Food & Perfectionism: A Destructive Combination

perfectionism, food, destructive, exercise, dieting

There are certain places in life where perfectionism is a good thing. I want my brain surgeon and my airline pilot to be perfectionists. If it’s a matter of life and death, then get it right!

But applying perfectionism to food and exercise is a recipe for disaster (granted, for folks with food allergies or other food-related illnesses, rigidity with their diets may be a matter of life and death…). For the vast majority of us, this mindset only leads to obsession, disappointment and weight problems.

The typical American struggling with her weight believes her expanding waistline is a result of being too lax about food and too lazy about exercise.  So in her effort to lose weight, she cracks down on herself like the proverbial nun with a yardstick.  When I was growing up, the kids at the strict Catholic schools smoked cigarettes and fooled around with boys way before the rest of us.  The harsher the discipline, the stronger the urge to rebel.

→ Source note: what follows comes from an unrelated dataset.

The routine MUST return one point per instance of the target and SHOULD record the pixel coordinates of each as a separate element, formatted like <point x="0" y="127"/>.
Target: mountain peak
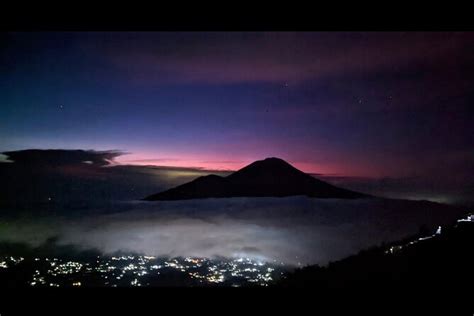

Apply this to eating and here is the result:

“Well,” you say after eating one bite too many. “You BLEW it!  This day is a wash. You might as well eat whatever you want and you can get your act together tomorrow, you lazy, pathetic, loser.”  Or you start an exercise regime involving an hour-long workout every day.  The first time you miss your workout, your Inner Nun tells you how disappointed she is in you…and it takes you weeks or even months to get back in the groove.

On the other side of the weight, spectrum are those with a genetic predisposition for anxiety and perfectionism. (Yes, there appears to be a gene for perfectionism).  For these folks, a diet or exercise plan can lead to anorexia.  They never arrive at perfect: they can always eliminate one more food, eat a little less, weigh a little less. This is how bright, beautiful people can literally starve themselves to death.

So, if you want to be healthy, happy, weigh the right amount for your body and not have an eating disorder, adopt this non-perfectionist mindset:

  • Apply the 80-20 Rule (80 percent healthy, 20 percent not-so-much) to your eating.
  • Get your heart beating faster by doing something FUN.
  • Eliminate (or at least reduce) the negative self-talk: it only fuels the problem.
  • Remind yourself that every moment is a chance to turn your day in a positive direction.